Keeping their stories alive

By Barry V. Williams

Keeping their stories alive

By Barry V. Williams
The trailer for a documentary exploring the relationships between UM students and Holocaust survivors wins a Telly Award.

For eleven years, the Holocaust Survivors Student Internship Program (HSSIP) paired University of Miami students with Holocaust survivors to create an enriching, unique, and emotional learning experience for both the aging survivors, whose numbers are dwindling, and the students, who are helping to keep their stories alive.

For Jasper Lee, a UM graduate student in the Clinical Psychology Department, the program was life changing.

“No words really do it justice,” Lee said. “Nothing seems to properly describe my experience. I experienced a wide array of emotions when meeting with my survivor, from sadness and despair to hope and happiness.”

One of the most moving experiences, Lee said, was visiting the Holocaust Memorial on Miami Beach with his survivor Edith Akerman. “Both she and I were overcome with emotion when we went there the first time. It was difficult to see my survivor confronted with images of the Holocaust, and many of the images could have just as easily been of her.”

Now Lee’s story, among others, will be featured in a documentary entitled My Survivor, which recently received a Telly Award in the Online General Not-for-Profit category for the trailer. The Telly Awards recognize excellence in video and television production across a broad range of categories—and has been doing so for almost forty years.

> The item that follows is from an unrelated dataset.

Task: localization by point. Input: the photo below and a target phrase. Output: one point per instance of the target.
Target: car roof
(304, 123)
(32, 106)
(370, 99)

Lee and AkermanThe documentary provides an answer to a telling question of our generation: Who will tell their stories when the last survivors are gone? 

The internship program was offered through the University of Miami’s Sue and Leonard Miller Center for Contemporary Judaic Studies and the George Feldenkreis Program in Judaic Studies in the College of Arts & Sciences. Unfortunately, the program ended two years ago because few survivors are left to share their stories. However, the documentary, now in post-production, will share with the world the invaluable experiences and lessons gained when young students learned about the Holocaust from people who lived through the horror.

“It was an amazing experience for the students, based on their feedback,” said Haim Shaked, professor of International Studies and director of both the Miller Center and the George Feldenkreis Program in Judaic Studies. “But it was a great experience for the survivors as well because they had an opportunity to connect with the next generation. It made them feel like they were sending the message into the future so people will not forget.”

The popularity of the internship program was validated by the more than 500 students who participated and the 85 survivors who were paired with them. For the program, students were required to complete a semester-long course on the Holocaust, attend bi-monthly group enrichment sessions coordinated by psychotherapist Dr. Mindy Hersh, register for a year-long Judaic studies course and, most importantly, meet with a Holocaust survivor while keeping a journal of their survivor’s stories and their own personal experiences.

Hersh, who served as director of academic enrichment during the last six years of the program, spearheaded the idea of putting the documentary together. “It has been an extremely rewarding and gratifying experience to work with such talented people on this documentary, just as it was to play a role in such an important program as the HSSIP,” she said.

Lee, who is featured in My Survivor with Mrs. Akerman, said he was initially overwhelmed by his involvement in a major feature, but excited to share his experience and all that he learned from his “amazing survivor.”

“I viewed my participation in this documentary as a chance to commemorate such a great program and to say ‘thank you’ to Dr. Hersh and my survivor, Mrs. Akerman, for teaching me so many amazing lessons,” he said. “I was nervous to be on camera at first. I’d never been interviewed for anything on camera before, let alone such an important documentary.”

My Survivor examines the impact that the HSSIP had on a handful of its participants. An impressive group of undergraduates, these young adults were inspired to become living bridges to the future, embracing their survivors’ imperative that the memory and the significance of the Holocaust live on.

Tentatively slated for completion in January 2019, the documentary is a production of the My Survivor Film Project, Inc. in partnership with Levine & Co. Creative Film & Television. The Greater Miami Jewish Federation is the fiscal sponsor for the My Survivor Film Project, a Florida not-for-profit corporation. The documentary also receives support and cooperation from The Miller Center.